Before, when I read about history I always focused on the big historical picture and events. After coming to Taiwan, I gradually started to understand more everyday things, like the procession of the Matsu sea goddess in Taiwan, which is an unusual experience for people from China.
Taipei struck me as a highly developed city, with high rises everywhere. However, I subsequently discovered that there are not as many of those buildings in Taipei as my hometown of Ningbo. I go back home to Ningbo every six months, and it changes a lot all the time.
Over the past three or more years I have learned to say "thanks," and queue up in lines. As a matter of fact, when I go back there I have a hard time competing in lines. Plus, my accent has changed as well, and some people even take me for a Taiwanese.

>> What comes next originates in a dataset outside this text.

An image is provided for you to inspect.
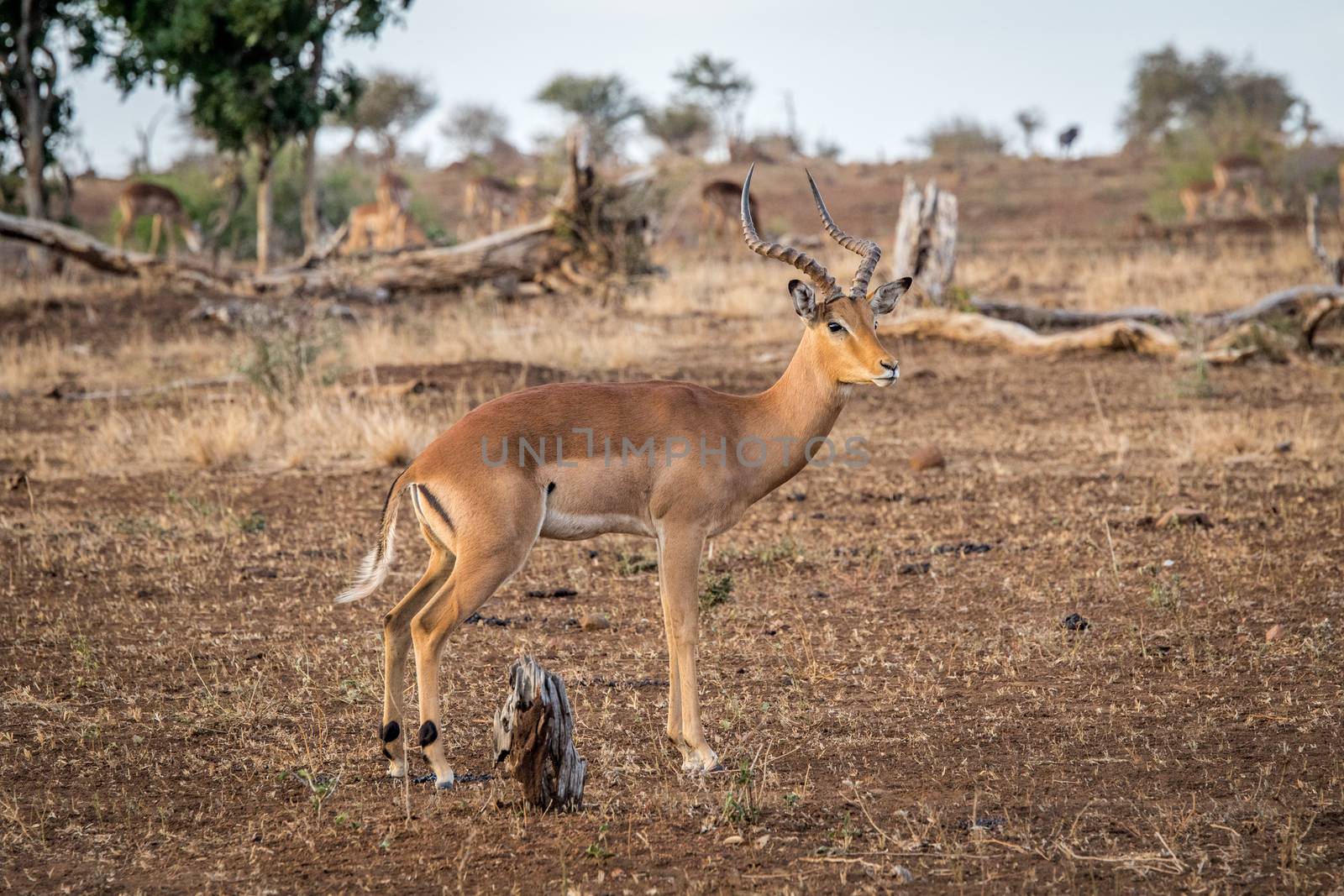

Zeng Yuting, Shih Hsin University Greater Chinese Student Union head, from Guangzhou, Fujien Province:
Just live the life you like
The Greater Chinese Student Union at Shih Hsin University has a lot of students from Hong Kong and Macau. A lot of them are somewhat alienated from mainland students or have a chip on their shoulder about mainlanders – giving off a derisive air especially when they hear the telltale harsher standard Mandarin accent.
Since I speak Cantonese, I thought if I were head of the Greater Chinese Student Union, I would be able to communicate freely with them, as well as bridge the distance between overseas Chinese students from Malaysia, Hong Kong and Macau, and those from the mainland proper.
Taiwanese campuses are populated nearly exclusively by ethnic Chinese, and are not "international" the way I'd imagined – as they are in Hong Kong, with people of all ethnicities studying together. To me that's what international means.
If I were to compare students from Taiwan and across the strait I would say that Taiwanese students know how to dress, while Chinese students bear down and study hard. But mainland students are better equipped competitively, whilst Taiwanese students have fairly pedestrian ideals.
For instance, a Taiwanese student might say they want to own a café and live the "cultured youth" lifestyle. Meanwhile, their Chinese counterparts without exception want to make a lot of money, and from a young age will voice big aspirations such as 'When I grow up I want to be a scientist.'
However, my dream is also to be a café proprietress. I guess that's the sort of influence Taiwan's lifestyle has had on me – causing me to come around to feeling that it's best to just live the life you want to live.
Cai Boyi, Tamkang University Senior from Lanzuo, Gansu Province:
Taiwan is still an isolated island
My generation was heavily influenced by Taiwanese popular culture from a young age. We liked Jay Chou in elementary school, and started listening to May Day in junior high. So somewhere within our character is the idealistic spirit, as well as the sense of humor, instilled by May Day.
I was born in Lanzhou, in Gansu province, and moved in a very large triangular pattern around to Guangzhou and Zhejiang province, so I'm used to change. Since coming to live in Taiwan, while I never took such a fanciful view, a lot of my compatriots have had their dreams shattered here.
Even though Chinese is spoken on both sides of the strait and we share a language in common, the gaps in ways of thinking and values between the two sides are actually quite huge. My Taiwanese classmates are mostly concerned about what to eat, where to go to have a good time, and what makes them laugh.
I wrote a piece called "The Isolated Island and the Towering Wall" about this. We have no choice when it comes to China's towering wall, as it has been erected by the state machine. Yet one can still think of ways to get around or over that wall. But for Taiwan and its state as an isolated island, you can chose for yourself if you want to be isolated from information.
Over the three years that I've been here in Taiwan, more and more students are paying more attention what is going on in society, yet I still often feel that Taiwan is still very much an island in isolation.